Abstract

Papillary thyroid cancer (PTC) is usually treated successfully with surgery and radioactive iodine therapy (RAI), but in some RAI-refractory patients with metastatic and symptomatic disease, systemic therapy could be considered. BRAF mutations are detected in over 80% of PTC in Korea. Dabrafenib plus trametinib showed promising efficacy in patients with metastatic melanoma or non-small cell lung cancer with BRAFV600E mutation. This study evaluated the efficacy and safety of dabrafenib plus trametinib in patients with metastatic BRAFV600E-mutated thyroid cancer. This is a retrospective study of dabrafenib plus trametinib in patients with metastatic BRAFV600E-mutated PTC or PTC with poorly differentiated or anaplastic transformation. Patients had symptomatic disease and progressed in 12 months prior to treatment. Patients received dabrafenib 150mg twice daily and trametinib 2mg once daily as part of the Expanded Access Program at Samsung Medical Center.
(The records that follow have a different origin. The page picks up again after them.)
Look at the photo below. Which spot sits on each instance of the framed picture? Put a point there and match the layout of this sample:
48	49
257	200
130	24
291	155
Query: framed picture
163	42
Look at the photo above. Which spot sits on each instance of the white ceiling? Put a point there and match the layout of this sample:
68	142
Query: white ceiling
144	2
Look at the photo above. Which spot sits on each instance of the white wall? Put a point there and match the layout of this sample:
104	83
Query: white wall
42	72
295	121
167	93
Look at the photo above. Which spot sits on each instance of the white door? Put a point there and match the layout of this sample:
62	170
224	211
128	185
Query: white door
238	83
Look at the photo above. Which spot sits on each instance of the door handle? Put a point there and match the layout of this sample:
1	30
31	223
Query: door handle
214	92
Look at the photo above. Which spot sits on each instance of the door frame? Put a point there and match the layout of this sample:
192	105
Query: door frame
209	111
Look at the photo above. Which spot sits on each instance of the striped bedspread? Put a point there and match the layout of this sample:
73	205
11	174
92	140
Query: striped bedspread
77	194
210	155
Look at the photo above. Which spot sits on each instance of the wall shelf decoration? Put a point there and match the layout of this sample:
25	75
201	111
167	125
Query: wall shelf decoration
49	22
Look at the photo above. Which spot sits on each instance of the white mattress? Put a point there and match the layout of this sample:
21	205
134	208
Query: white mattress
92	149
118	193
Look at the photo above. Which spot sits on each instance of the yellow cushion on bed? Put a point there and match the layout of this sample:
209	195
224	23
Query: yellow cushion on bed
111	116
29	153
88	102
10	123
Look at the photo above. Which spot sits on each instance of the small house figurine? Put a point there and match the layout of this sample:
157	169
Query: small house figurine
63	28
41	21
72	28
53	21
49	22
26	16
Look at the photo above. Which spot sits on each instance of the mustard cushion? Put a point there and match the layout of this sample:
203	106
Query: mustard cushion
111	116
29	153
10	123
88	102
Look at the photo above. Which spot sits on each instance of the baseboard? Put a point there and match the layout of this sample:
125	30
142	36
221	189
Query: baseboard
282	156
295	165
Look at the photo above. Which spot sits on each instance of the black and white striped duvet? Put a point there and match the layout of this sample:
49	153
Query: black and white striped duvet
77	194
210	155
This study evaluated objective response rate (ORR), safety, and tolerability of dabrafenib plus trametinib. Between December 2019 and January 2022, 25 patients with PTC received dabrafenib plus trametinib (poorly differentiated or anaplastic feature, n=8). Median age was 73.0 years (range, 24-84), the median follow-up was 6.8 months (range, 1.0-28.4). Twenty-two patients received thyroidectomy (3 with initial stage IV) and 8 patients received prior systemic treatment (4 patients with lenvatinib, 3 with sorafenib, 1 with pembrolizumab plus lenvatinib). The median cycle of dabrafenib plus trametinib was 5.9 (range, 1.1-30.4). The site of distant metastasis was lung (n=23), brain (n=3), and bone (n=3). The ORR was 72.0% (18 of PR) and disease control rate was 88.0%. The progression-free survival (PFS) rate at 6 months was 83.6%. Treatment-related adverse events were pyrexia (48.0%), generalized weakness (24.0%), and skin rash (12.0%). Dose reduction due to adverse event was required in 84.0% of patients. Dabrafenib plus trametinib showed high ORR with symptom improvement, however, majority of patients needed dose reduction in patients with BRAFV600E-mutated metastatic PTC. Additional follow-up period is needed for mature data of PFS and overall survival.